Enfin, sur le plan symbolique, ces deux plantes n'étaient pas utilisées dans les pratiques rituelles car les offrandes il y a encore quelques années devaient se composer de petit mil qui, n'étant plus cultivé, était acheté, alors qu'à présent, cette céréale a également été remplacée dans les offrandes alimentaires aux vodous par le maïs, ce qui montre que la temporalité du processus d'adoption d'une plante dans un système agricole est différente de celui de son intégration dans les systèmes de pensées. Cette dernière étape pourrait représenter une forme de reconnaissance de l'autochtonie accordée implicitement au maïs, pas encore au manioc selon mes dernières enquêtes.
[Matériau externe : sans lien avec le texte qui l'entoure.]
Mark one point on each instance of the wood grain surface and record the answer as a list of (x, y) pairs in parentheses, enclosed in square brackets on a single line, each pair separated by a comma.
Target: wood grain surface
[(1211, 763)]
Samir Boumediene : Conquérir les plantes des autres
Cet exposé évoque l'histoire des premiers contacts entre Européens et Indiens au Nouveau Monde à travers les plantes médicinales. Si la quête des épices fut en effet au cœur de l'expansion ibérique au XVe siècle, les plantes que Colomb et ses successeurs observent en Amérique ne sont pas celles décrites par Pline, Marco Polo ou Dioscoride. Si nombres d'entre elles, notamment les purgatifs, les baumes ou les sudorifiques, ressemblent aux plantes de l'Ancien Monde ou peuvent leur être rapprochées, d'autres comme le tabac, le cacao, la coca ou le peyotl en diffèrent considérablement, par leur forme, leurs pouvoirs ou leurs usages. Ces exemples révèlent la coexistence de deux logiques dans la construction des altérités : l'une consiste à rapporter l'inconnu au connu, à comparer le nouveau à l'ancien et, ainsi, à gommer en partie l'altérité ; l'autre au contraire, consiste à rejeter, par méfiance ou par désintérêt, ce qui est trop différent ou ce qui semble dangereux. La coexistence de ces deux attitudes débouche sur de nombreux paradoxes dans lesquels se lit la tension interne à l'expansion européenne : que ce soit en rapportant le nouveau à l'ancien, ou en le disqualifiant en raison de son étrangeté, les Européens ont toutes les chances d'en méconnaître les potentialités et de limiter leur emprise, commerciale notamment, sur le Nouveau Monde. L'exposé montrera que ce n'est pas à travers de grandes réformes politiques mais par des gestes quotidiens d'appropriation, des interactions sociales concrètes, que cette tension s'est peu à peu résolue et qu'elle a débouché, dans la seconde moitié du XVIe siècle, sur un projet original : celui de conquérir le savoir médicinal des Indiens.